Creating an ETL Application via SI Tooling

Introduction

ETL (Extract, Transform, Load) is a form of data processing that involves performing the following functions in the given order:

  1. Extract: Obtaining input data from a specific source such as a file or a database.

  2. Transform: Converting the data obtained to a different form.

  3. Load Writing the data extracted and transformed into another destination.

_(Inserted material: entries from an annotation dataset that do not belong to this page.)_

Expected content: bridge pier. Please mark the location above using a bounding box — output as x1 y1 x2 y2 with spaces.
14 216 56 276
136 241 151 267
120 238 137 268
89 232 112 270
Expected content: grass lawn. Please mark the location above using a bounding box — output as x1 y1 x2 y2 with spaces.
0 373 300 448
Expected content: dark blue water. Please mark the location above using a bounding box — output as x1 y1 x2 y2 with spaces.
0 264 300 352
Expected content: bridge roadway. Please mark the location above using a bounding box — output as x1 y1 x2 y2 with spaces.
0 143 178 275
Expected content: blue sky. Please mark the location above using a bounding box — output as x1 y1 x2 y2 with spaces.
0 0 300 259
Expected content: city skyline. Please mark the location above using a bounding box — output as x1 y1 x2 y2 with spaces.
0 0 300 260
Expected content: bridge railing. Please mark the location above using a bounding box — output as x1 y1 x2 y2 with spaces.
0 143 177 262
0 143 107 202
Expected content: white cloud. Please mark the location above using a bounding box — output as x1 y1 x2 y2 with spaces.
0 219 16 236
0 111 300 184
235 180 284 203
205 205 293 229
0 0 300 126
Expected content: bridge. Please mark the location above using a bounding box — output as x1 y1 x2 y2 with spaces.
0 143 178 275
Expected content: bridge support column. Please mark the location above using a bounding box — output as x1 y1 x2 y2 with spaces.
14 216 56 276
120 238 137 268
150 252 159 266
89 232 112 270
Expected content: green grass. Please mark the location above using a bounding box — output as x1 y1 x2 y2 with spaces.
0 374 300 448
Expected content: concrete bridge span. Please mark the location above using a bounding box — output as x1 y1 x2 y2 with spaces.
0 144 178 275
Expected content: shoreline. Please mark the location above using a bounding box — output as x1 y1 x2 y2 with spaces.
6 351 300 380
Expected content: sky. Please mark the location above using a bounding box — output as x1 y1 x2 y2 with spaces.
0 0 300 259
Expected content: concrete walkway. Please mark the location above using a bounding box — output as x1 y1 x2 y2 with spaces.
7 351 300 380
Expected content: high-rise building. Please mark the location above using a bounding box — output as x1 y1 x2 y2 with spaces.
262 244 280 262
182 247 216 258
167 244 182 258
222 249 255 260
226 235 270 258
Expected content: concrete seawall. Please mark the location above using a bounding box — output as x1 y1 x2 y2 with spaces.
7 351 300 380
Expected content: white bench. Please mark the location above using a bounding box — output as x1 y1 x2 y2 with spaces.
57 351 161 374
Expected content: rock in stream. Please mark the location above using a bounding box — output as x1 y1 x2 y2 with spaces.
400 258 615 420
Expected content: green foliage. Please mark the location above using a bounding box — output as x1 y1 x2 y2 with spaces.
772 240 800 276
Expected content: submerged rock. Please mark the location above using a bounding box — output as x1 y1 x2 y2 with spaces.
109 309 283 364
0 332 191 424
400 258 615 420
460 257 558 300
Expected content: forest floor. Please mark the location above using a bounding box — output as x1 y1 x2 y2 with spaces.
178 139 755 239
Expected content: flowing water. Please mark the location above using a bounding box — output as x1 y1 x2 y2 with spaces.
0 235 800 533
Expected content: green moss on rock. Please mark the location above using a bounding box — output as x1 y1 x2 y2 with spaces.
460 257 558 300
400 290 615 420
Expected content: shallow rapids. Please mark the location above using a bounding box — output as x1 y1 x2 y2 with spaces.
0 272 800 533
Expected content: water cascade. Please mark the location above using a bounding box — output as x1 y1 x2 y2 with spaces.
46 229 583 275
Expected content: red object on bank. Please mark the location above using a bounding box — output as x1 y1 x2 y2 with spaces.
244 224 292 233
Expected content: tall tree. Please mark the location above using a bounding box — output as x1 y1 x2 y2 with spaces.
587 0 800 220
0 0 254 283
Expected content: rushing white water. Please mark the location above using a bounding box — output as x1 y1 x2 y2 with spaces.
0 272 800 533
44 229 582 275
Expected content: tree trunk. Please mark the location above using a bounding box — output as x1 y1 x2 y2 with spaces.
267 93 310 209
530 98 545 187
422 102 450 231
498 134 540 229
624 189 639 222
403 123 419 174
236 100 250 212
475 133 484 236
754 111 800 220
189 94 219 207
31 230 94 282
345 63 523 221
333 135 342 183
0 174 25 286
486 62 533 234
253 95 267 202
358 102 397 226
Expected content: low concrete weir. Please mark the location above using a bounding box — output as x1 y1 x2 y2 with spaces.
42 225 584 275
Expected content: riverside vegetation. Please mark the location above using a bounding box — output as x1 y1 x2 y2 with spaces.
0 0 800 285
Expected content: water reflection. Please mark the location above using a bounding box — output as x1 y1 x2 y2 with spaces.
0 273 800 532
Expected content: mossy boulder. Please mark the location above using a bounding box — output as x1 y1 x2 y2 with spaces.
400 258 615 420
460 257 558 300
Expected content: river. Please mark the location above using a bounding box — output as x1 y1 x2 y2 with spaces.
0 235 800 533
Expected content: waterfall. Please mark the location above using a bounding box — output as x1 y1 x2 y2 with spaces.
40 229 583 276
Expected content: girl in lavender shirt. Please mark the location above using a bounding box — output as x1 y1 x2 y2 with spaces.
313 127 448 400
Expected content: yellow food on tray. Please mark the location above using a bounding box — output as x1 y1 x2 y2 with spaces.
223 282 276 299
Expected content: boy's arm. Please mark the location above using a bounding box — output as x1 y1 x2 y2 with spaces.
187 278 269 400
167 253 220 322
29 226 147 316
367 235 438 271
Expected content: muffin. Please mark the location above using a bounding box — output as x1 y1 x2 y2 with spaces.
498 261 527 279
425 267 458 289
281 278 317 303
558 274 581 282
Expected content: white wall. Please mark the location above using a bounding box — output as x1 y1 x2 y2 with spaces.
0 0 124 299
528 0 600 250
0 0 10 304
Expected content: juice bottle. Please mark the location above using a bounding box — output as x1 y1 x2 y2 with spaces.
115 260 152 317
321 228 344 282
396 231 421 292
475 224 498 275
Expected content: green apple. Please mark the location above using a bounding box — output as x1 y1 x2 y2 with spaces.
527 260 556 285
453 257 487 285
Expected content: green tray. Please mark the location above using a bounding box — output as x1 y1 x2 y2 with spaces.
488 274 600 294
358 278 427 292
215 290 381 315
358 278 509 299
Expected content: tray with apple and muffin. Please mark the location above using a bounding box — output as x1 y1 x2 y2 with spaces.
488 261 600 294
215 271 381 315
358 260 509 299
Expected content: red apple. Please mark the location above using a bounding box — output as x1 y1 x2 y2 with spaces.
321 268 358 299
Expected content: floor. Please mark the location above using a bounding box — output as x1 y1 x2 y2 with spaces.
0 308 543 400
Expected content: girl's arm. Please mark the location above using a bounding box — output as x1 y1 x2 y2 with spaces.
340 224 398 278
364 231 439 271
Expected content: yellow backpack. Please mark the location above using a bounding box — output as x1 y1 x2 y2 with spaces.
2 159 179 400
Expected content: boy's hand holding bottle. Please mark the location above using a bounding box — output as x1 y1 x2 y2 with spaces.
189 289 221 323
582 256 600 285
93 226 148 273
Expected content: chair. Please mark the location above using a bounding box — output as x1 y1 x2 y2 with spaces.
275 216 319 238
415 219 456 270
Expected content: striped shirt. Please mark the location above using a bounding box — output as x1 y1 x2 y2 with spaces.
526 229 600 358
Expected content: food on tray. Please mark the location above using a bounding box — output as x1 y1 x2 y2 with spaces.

Tutorials such as Performing Real-time ETL with Files and Performing Real-time ETL with MySQL show how the WSO2 Streaming Integrator can perform ETL for streaming data by writing and deploying Siddhi applications with ETL functionality. If you need to create such a Siddhi application without writing code, you can use the ETL Flow wizard in Streaming Integrator Tooling.

In this tutorial, let's create the same Siddhi application created in Performing Real-time ETL with MySQL using the Streaming Integrator Tooling.

Before you begin:

  • You need to have access to a MySQL instance.
  • Enable binary logging in the MySQL server. For detailed instructions, see Debezium documentation - Enabling the binlog.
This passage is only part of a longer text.